Syarah oleh Syeikh Abdurrazaq Al-Badr Hafidzahullah :

Ini adalah perumpamaan yang bagus, dimana kebanyakan orang memiliki penyakit hati. Beberapa makanan atau pekerjaan biasanya di larang dokter, karena akan memperparah sakitnya, dia paham akan konsekuensinya tetapi tekadnya lemah, maka pantangan itu akan dilanggar. Dan ini akan memudharatkan badannya.

Sesungguhnya menjaga diri adalah otaknya obat. Karena rumahnya penyakit adalah perut. Dan pertengahan padanya adalah cukuplah beberapa suap makanan, jangan berlebihan. Apabila orang itu pertengahan, maka akan disembuhkan Allah ﷻ. Ini disebabkan pengetahuannya dan sifat pengendalian diri yang kuat karena dia berfikir efek kedepannya.
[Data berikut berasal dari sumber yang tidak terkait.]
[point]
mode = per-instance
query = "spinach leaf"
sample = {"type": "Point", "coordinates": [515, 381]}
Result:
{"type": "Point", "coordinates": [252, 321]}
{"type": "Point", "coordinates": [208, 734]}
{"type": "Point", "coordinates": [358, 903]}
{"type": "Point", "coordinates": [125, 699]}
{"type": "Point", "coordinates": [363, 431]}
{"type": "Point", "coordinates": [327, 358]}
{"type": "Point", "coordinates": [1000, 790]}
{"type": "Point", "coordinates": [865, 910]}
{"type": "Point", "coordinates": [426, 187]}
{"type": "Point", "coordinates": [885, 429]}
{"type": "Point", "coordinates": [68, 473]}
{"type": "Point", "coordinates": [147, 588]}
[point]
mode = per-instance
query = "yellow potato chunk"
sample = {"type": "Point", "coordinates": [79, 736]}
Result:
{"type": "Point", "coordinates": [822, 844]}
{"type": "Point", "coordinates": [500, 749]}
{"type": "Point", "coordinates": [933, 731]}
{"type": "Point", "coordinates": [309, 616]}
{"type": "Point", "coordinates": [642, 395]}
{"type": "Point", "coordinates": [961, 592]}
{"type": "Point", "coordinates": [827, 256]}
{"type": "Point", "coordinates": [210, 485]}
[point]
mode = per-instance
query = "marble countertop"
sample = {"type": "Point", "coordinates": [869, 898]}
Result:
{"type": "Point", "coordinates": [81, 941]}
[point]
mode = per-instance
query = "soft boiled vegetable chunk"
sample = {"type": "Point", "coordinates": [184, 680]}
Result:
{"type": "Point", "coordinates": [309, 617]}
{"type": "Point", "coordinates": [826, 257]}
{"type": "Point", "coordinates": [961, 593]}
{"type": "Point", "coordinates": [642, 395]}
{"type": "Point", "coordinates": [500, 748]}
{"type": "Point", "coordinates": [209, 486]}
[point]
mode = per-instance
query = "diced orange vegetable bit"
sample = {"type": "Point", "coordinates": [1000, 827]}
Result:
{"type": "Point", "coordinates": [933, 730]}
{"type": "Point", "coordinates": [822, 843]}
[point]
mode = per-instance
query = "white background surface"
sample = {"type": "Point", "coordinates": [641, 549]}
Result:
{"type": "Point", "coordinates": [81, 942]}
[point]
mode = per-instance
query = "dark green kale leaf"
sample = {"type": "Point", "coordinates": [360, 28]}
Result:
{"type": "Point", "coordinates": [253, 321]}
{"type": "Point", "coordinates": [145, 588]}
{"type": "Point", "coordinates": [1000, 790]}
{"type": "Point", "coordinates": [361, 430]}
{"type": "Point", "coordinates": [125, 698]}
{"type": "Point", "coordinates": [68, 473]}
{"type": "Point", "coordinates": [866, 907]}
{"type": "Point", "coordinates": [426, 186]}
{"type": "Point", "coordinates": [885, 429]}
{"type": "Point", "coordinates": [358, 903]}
Sebagian orang melakukan dosa-dosa dan maksiat, dia tahu efeknya di akhirat tetepi tetap dilakukannya karena kelemahan jiwanya. Jika dia mampu menjaga makanan tetapi tidak mampu menjaga akibat perbuatan dosa.

Kesimpulan:

Maka ada tiga kemungkinan jika seseorang menggunakan kekuatan akal nya:
1. Jika ada dua perkara yang sama-sama dicintainya, dia kan memilih yang paling dicintainya.
2. Jika ada perkara yang dicintai dan dibenci, maka akal akan memilih yang dicintai.
3. Jika ada dua perkara yang dibenci maka akal akan memilih yang lebih ringan kebenciannya.

Kekuatan Syahwat vs kekuatan akal:
▪️Jika akal sudah memilih tetapi syahwat lebih dominan maka ia akan celaka.
▪️Jika akal sudah memilih dan syahwatnya tidak dominan, maka ia akan selamat dan mengikuti kebenaran.

•┈┈┈┈┈┈•❀❁✿❁❀•┈┈┈┈┈•

اللَّهُمَّ إِنِّي أَعُوذُ بِكَ أَنْ أُشْرِكَ بِكَ وَأَنَا أَعْلَمُ ، وَأَسْتَغْفِرُكَ لِمَا لا أَعْلَمُ

“Ya Allah, aku meminta pada-Mu agar dilindungi dari perbuatan syirik yang kuketahui dan aku memohon ampun pada-Mu dari dosa syirik yang tidak kuketahui”.